Eine hohe Vitamin-D-Einnahme ging bei älteren Menschen mit Schlafstörungen und leichter kognitiver Beeinträchtigung mit besseren Ergebnissen in einem Test zur Denk- und Gedächtnisleistung einher. Auffällig war dabei die Menge: Der Zusammenhang zeigte sich erst ab einer täglichen Einnahme von mindestens 5.000 Internationalen Einheiten (IE).
Hohe Vitamin-D-Einnahme mit 13 Prozent besseren Testwerten verbunden
Für die in der Fachzeitschrift Sleep Medicine veröffentlichte Studie wurden 54 Erwachsene mit Schlafstörungen und leichter kognitiver Beeinträchtigung untersucht. In der Studie schnitten ältere Erwachsene, die täglich mindestens 5.000 Internationale Einheiten (IE) Vitamin D einnahmen, im sogenannten Montreal Cognitive Assessment (MoCA) um mehr als 13 Prozent besser ab als Teilnehmende ohne Vitamin-D-Einnahme.

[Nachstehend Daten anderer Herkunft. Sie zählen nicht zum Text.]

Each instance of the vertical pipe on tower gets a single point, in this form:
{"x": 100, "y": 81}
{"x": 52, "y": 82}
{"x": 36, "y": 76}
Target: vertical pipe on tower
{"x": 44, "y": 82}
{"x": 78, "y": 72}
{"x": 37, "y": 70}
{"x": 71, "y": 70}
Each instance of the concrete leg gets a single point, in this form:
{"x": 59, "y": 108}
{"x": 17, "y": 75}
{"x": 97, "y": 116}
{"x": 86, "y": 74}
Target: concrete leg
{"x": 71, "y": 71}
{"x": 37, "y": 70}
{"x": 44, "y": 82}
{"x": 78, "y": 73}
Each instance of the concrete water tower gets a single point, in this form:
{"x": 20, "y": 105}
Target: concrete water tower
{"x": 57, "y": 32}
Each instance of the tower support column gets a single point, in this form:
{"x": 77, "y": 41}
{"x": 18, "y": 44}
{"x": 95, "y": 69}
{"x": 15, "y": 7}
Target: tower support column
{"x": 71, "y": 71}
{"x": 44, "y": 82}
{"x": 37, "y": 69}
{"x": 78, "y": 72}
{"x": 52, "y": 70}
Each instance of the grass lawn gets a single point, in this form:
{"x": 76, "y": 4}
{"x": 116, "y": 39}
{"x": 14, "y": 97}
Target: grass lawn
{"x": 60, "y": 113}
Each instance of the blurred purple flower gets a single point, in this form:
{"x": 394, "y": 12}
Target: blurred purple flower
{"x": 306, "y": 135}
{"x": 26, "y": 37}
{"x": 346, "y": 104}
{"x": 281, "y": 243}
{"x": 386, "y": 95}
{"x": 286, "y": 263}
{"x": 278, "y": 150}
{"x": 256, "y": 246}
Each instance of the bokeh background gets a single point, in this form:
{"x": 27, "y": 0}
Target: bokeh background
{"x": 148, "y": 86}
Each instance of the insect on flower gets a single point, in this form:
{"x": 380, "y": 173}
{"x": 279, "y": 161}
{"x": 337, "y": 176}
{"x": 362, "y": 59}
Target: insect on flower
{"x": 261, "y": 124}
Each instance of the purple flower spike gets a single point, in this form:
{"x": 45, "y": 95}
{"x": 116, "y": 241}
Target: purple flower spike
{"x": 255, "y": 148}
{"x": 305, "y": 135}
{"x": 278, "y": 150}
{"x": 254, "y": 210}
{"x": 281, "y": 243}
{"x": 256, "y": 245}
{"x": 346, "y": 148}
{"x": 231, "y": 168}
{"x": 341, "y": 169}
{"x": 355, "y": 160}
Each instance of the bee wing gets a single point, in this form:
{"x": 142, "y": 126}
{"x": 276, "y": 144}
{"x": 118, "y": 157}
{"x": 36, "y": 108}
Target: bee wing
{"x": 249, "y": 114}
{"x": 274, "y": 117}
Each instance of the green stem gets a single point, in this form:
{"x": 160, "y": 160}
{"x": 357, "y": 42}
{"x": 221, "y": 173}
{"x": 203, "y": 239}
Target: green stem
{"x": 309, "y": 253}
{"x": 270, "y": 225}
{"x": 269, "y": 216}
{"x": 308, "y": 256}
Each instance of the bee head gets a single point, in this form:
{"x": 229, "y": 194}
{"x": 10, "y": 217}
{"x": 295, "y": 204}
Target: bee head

Der MoCA-Test wird häufig genutzt, um Gedächtnis, Aufmerksamkeit und andere geistige Fähigkeiten zu beurteilen sowie ein Demenzrisiko einzuschätzen. Niedrigere Vitamin-D-Mengen als die täglich 5.000 IE waren nicht mit besseren Testergebnissen verbunden. Der beobachtete Zusammenhang zeigte sich nur bei der höheren Tagesaufnahme.
Schützt Vitamin D vor Demenz? Das zeigt die Studie nicht
Aus den Ergebnissen lässt sich nicht ableiten, dass Vitamin D vor Demenz schützt oder einen geistigen Abbau verhindert. Die Untersuchung zeigt lediglich einen Zusammenhang zwischen der Vitamin-D-Einnahme und besseren Ergebnissen im MoCA-Test.
Wer Vitamin-D-Präparate einnimmt oder seine Dosierung verändern möchte, sollte deshalb nicht allein aufgrund dieser Studie zu einer höheren Menge greifen, sondern es erst medizinisch abklären lassen. Zudem umfasste die Studie nur 54 Teilnehmende.
5.000 IE Vitamin D liegen deutlich über der Empfehlung
Die in der Studie erwähnte hohe Einnahme von 5.000 IE täglich liegt mehr als sechsmal über der hierzulande empfohlenen Aufnahme. Die Deutsche Gesellschaft für Ernährung empfiehlt eine Vitamin-D-Zufuhr von 800 IE pro Tag.
Die Versorgung soll laut der Fachgesellschaft möglichst über die körpereigene Bildung durch Sonnenlicht erfolgen. Nahrungsergänzungsmittel werden vor allem dann empfohlen, wenn eine ausreichende Versorgung über Sonne und Ernährung nicht möglich ist, etwa bei bestimmten Risikogruppen.